In realtà, il tema dell’infedeltà del dipendente è molto più vasto e include molteplici circostanze che possono portare il lavoratore a essere considerato infedele, tra cui:
- l’abuso di permessi della legge 104 per fini diversi da quelli previsti dalla normativa;
- esibizione di un certificato medico falso;
- utilizzo improprio del congedo parentale;
- assenteismo ingiustificato;
- furti a danno dell’azienda;
- svolgimento di un’attività concorrenziale durante il normale orario di lavoro.
Come provare l’infedeltà del dipendente?
Le aziende o i datori di lavoro che osservano comportamenti sospetti nel dipendente tali da far supporre di essere di fronte a un caso di infedeltà aziendale si rivolgono sempre più di frequente alle agenzie investigative al fine di raccogliere prove e informazioni volte ad accertare i comportamenti illeciti del dipendente per poi procedere per vie legali e tutelare i propri interessi.
Il ricorso all’attività svolta da un investigatore privato è stato oggetto di pronuncia anche da parte della Corte di Cassazione, la quale ha legittimato l’azione investigativa in numerose sentenze, es. la sez. Lavoro, che con la sentenza n. 25674 del 4 dicembre 2014 ha valutato legittimo il ricorso a un investigatore privato per accertare le responsabilità di una cassiera di un supermercato, licenziata per non aver registrato la vendita di alcuni prodotti.
Secondo quanto stabilito dalla Corte, è dunque legittimo avvalersi dell’aiuto di un detective per effettuare controlli investigativi se questi ultimi sono mirati ad accertare l’effettivo atto illecito e a salvaguardare il patrimonio aziendale.
La Pubblica Amministrazione può ricorrere a un’agenzia investigativa?
Per concludere, la PA può avvalersi delle agenzie investigative per stanare un dipendente infedele? La risposta è sì.
A stabilirlo è la sentenza della II Sezione Centrale d’Appello della Corte dei Conti (n. 36954 /2016), che legittima il ricorso agli investigatori privati per verificare l’infedeltà del dipendente pubblico.
La Corte ha accolto l’appello di un dirigente pubblico, che era stato condannato al pagamento del danno erariale causato dalla spesa per l’ingaggio di un’agenzia investigativa. Tale decisione era stata dettata dalla necessità di ottenere risultati celeri, anche perché l’ufficio INPS competente in quel momento era afflitto da una grave carenza d’organico.

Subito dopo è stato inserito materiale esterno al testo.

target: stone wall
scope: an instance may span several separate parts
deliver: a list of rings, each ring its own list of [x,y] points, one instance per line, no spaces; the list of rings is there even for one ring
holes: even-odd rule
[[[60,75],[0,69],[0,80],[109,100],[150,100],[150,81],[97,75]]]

L’appellante si era perciò rivolto a un investigatore privato perché un dipendente pubblico era sospettato di svolgere un’attività lavorativa retribuita presso un altro datore di lavoro, nel periodo di congedo parentale di cui usufruiva (Legge 53/2000).
Il dipendente, infatti, grazie alle prove fornite dall’agenzia, era stato dichiarato infedele e condannato.
La Corte ha ribaltato la sentenza di primo grado e ha sancito l’inesistenza del danno erariale (in quanto i costi dell’agenzia investigativa sono a carico del dipendente infedele), legittimando la Pubblica Amministrazione all’utilizzo dei servizi offerti dalle agenzie di investigazione.